CALI, Colombia.— El terremoto de magnitud 7,4 que sacudió Colombia el pasado lunes dejó una escena de destrucción y angustia en el Hospital Universitario del Valle (HUV), uno de los principales centros médicos de Cali, donde el personal sanitario protagonizó una evacuación contrarreloj mientras varias familias permanecen a la espera de noticias de sus seres queridos.

Cuando la tierra comenzó a temblar, médicos, enfermeras, auxiliares y demás trabajadores del hospital activaron los protocolos de emergencia para poner a salvo a los pacientes ingresados.

“Cuando comenzó el terremoto pusimos en práctica lo que hemos aprendido: salvar vidas. Cada uno cogió pacientes y salimos, sin importar que estuviésemos en riesgo”, relató a EFE una trabajadora del centro, quien, al igual que otros empleados, pidió mantener su identidad en reserva.

La rápida respuesta del personal permitió evacuar a unas 800 personas, que fueron trasladadas inicialmente a los jardines del hospital mientras se verificaban las condiciones de seguridad de la estructura. Posteriormente, los pacientes fueron reubicados en otros espacios habilitados para garantizar la continuidad de la atención médica.

Cinco personas permanecen desaparecidas

La evacuación no logró evitar todas las tragedias. Una torre de seis pisos del hospital, que albergaba áreas de hospitalización, entre ellas pediatría y espacios destinados a mujeres embarazadas, sufrió graves daños y parte de su estructura colapsó.

Entre las personas que quedaron atrapadas se encuentra un adolescente de 14 años que estaba hospitalizado y se encontraba acompañado por su madre.

En otro de los pisos permanecía una mujer ingresada junto a su esposo, mientras que en otra zona de la estructura se encontraba un hombre que acababa de salir de una cirugía y tenía una traqueostomía. Recibía atención médica cuando ocurrió el desplome.

Los daños se concentraron principalmente entre los pisos tercero y sexto de la torre, mientras que los niveles inferiores soportaron parte de la estructura y evitaron una tragedia de mayores proporciones.

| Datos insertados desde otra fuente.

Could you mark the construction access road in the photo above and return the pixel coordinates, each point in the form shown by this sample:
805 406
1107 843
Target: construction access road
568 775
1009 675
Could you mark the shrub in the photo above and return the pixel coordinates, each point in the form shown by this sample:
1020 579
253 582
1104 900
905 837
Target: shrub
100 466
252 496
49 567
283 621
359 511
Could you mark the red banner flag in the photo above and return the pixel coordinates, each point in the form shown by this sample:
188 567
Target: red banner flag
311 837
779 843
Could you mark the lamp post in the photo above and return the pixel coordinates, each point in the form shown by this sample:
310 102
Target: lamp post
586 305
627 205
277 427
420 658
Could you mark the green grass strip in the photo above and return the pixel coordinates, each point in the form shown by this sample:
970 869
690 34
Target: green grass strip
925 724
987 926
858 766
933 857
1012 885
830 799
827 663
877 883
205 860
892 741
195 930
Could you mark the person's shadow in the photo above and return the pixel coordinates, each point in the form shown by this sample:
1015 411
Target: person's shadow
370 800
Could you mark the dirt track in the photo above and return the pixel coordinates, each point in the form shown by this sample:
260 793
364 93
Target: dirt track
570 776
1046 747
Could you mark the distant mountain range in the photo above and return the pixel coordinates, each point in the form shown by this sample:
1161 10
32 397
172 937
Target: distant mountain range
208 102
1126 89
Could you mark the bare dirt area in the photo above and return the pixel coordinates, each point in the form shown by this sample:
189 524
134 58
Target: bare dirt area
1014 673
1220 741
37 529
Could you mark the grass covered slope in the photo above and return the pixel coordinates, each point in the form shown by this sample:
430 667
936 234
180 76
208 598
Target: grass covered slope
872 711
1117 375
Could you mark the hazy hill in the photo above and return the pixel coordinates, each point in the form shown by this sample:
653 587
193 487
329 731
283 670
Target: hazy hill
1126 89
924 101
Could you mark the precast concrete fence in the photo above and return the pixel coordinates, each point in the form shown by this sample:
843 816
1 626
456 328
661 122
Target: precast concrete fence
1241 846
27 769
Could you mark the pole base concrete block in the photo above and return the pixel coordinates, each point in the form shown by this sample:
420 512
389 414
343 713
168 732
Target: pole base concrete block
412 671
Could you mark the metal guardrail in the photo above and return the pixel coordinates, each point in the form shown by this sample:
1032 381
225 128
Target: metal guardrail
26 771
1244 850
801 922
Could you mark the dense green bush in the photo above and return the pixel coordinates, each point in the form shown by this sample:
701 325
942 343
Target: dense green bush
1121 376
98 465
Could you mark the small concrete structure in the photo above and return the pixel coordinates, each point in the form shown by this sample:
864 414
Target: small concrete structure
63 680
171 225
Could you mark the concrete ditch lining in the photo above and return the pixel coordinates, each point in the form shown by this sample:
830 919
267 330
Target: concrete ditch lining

“Las familias de ellos siguen aquí. Vienen todos los días, están esperando, pero el tiempo apremia”, relató otro trabajador a EFE.

Desde el terremoto no se han registrado señales de vida entre los escombros, aunque los familiares mantienen la esperanza de que los equipos de rescate puedan encontrar a sus seres queridos.

Médicos también resultaron afectados

El terremoto también dejó trabajadores y pacientes heridos. Entre ellos se encuentra una mujer que tuvo que ser intervenida quirúrgicamente por una lesión en la cadera y un joven de 20 años que intentaba salir del edificio cuando fue golpeado por parte de la mampostería.

El joven permanece bajo atención médica en el mismo hospital.

La emergencia obligó al personal sanitario a continuar sus labores en condiciones excepcionales. Médicos, enfermeras, auxiliares y camilleros participaron primero en la evacuación de los pacientes y luego retomaron la atención en espacios improvisados.

“Lo primero fue sacar a los pacientes. No había tiempo para pensar en otra cosa. Había que evacuar y atender a quienes lo necesitaban”, explicó otro de los profesionales de la salud.

Mientras los equipos de rescate continúan trabajando, ingenieros evalúan las condiciones de la estructura afectada y las autoridades reorganizan los servicios para mantener la atención de los pacientes.

En medio de la devastación, el Hospital Universitario del Valle se ha convertido en escenario de dos historias paralelas: la de los trabajadores que arriesgaron su seguridad para salvar vidas y la de las familias que, pese al paso de las horas, permanecen frente a los escombros esperando encontrar a los suyos.